The forcing dimension doubles as the bottleneck dimension of the VAE, meaning that the encoder projects to a dim_forcing dimensional space and that the decoder only uses the dim_forcing units to generate the observations.

Due to this the terms "forced units" and "observed units" are used interchangeably throughout the documentation.

tip

It is advised to set the forcing dimension smaller than the latent dimension. This has a dual purpose. On the one hand it ensures that gradients propagate through the non-forced part of the latent space even if teacher forcing cuts off gradients of the forced units. On the other hand it give the model the opportunity to use the additional, non-observed states to implement necessary calculations.

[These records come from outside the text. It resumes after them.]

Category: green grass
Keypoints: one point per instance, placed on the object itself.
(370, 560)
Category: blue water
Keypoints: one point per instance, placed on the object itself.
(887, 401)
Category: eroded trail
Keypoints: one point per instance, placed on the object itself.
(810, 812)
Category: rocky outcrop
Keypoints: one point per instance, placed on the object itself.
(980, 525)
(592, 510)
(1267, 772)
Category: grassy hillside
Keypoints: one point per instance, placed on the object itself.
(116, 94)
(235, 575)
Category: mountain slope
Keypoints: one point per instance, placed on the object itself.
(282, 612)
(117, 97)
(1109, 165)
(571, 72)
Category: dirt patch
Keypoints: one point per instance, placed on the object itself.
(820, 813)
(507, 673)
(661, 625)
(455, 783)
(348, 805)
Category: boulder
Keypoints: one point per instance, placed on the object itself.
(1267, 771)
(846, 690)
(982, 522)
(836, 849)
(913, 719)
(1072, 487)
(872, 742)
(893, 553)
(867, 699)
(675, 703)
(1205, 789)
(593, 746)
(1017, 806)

n_interleave (int, default=1): The $\tau$ parameter of STF, the interval between two forcings.
alpha_gtf (float, default=1): The $\alpha$ parameter of GTF, the ratio of the teacher forcing signal mixed into the state. alpha_gtf should be chosen to be between 0 and 1. Note that alpha_gtf is part of the value_scheduler construct, which allows for the scheduling of the parameter over the course of the training process. For details on this please refer to related documentation.

note

Technically it is possible to set n_interleave != 1 and alpha_gtf != 1, making it a mixture of STF and GTF. This has not been tested and might lead to unexpected behavior.